Líderes com problemas políticos domésticos costumam apelar para eventos internacionais para distrair a patuléia e granjear lá fora o prestígio perdido em casa. Mas o rápido giro de George W. Bush pela Argentina e pelo Brasil, na seqüência da 4ª Cúpula das Américas, em Mar del Plata, além de expor o impasse das negociações sobre a Área de Livre Comércio das Américas (Alca) entre EUA, Mercosul e Venezuela, transformou-se em novo pretexto para uma miríade de ONGs e de figurinhas carimbadas do vasto espectro dos “antiglobalizantes” sair às ruas para manifestar sua ojeriza ao comandante do império e organizar uma cúpula paralela, a “Cúpula dos Povos”. Enquanto o presidente da Venezuela, Hugo Chávez, levava a turba ao delírio com sua tentativa de fazer com que o evento enterrasse simbolicamente a Alca (“eu trouxe a minha pá”, disse), o ex-craque Diego Maradona preparava-se para se transformar em novo líder dos “descamisados”. De trem, no chamado Expresso del Alba (Área de Livre Comércio Bolivariana das Américas, a contraproposta chavista à Alca), o ex-jogador saiu de Buenos Aires na noite de quinta-feira 3 para participar dos protestos em Mar del Plata, a 400 quilômetros da capital. Com ele viajavam o líder cocaleiro boliviano Evo Morales – candidato a presidente da Bolívia e fonte de apreensões em Washington – e o cineasta bósnio Emir Kusturica. “Bush é um lixo humano”, tascou Dieguito, que dias atrás já tinha chamado o mandatário americano de “assassino”.

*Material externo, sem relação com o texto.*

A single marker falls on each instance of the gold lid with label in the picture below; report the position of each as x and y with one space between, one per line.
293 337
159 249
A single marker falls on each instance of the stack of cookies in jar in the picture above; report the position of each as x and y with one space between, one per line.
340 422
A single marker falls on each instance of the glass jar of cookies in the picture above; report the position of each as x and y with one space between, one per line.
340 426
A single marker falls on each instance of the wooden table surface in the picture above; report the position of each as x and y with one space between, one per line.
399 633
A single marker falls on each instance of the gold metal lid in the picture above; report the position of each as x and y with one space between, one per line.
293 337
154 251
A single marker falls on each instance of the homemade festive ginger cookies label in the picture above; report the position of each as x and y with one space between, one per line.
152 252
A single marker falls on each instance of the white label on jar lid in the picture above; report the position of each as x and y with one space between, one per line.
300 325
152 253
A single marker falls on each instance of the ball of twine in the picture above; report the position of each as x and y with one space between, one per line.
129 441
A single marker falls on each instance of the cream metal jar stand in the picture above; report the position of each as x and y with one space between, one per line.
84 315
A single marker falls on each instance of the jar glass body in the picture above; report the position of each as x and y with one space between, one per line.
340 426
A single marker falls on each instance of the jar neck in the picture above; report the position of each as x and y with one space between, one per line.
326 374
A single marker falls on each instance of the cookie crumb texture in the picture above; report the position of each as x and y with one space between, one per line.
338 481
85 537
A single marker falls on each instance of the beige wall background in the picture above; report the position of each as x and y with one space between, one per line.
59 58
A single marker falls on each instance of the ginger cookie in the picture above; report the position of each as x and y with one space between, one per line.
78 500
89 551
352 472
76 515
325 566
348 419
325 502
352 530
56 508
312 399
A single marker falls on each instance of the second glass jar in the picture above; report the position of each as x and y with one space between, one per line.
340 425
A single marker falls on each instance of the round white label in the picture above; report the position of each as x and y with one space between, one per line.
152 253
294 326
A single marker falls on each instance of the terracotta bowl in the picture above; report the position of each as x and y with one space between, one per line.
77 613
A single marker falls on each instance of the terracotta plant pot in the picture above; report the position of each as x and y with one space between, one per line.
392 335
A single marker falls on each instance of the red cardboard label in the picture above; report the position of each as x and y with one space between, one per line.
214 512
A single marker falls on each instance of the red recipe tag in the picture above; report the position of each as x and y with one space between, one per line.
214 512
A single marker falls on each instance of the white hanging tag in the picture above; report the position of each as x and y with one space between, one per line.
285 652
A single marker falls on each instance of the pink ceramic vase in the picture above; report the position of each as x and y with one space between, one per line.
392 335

Tentando parecer simpático, Bush reconheceu que talvez fosse um convidado indesejado: “Quero agradecer-lhe por ser um bom anfitrião. Não é fácil receber os representantes de todos esses países, não sendo talvez particularmente fácil receber a mim”, disse ele na sexta-feira 4 ao presidente argentino, Néstor Kirchner. Fora do hotel onde se realizava a entrevista, Mar del Plata vivia sua nostalgia passadista, com manifestantes gritando slogans antiamericanos ao lado de pôsteres de Che, San Martín, Simón Bolívar e José Martí. Também foram vistos, juntos, retratos de Lula, Kirchner, Chávez, Tabaré Vázquez e Fidel Castro. Pelo menos na imaginação dos antiglobalistas, eles permaneciam unidos.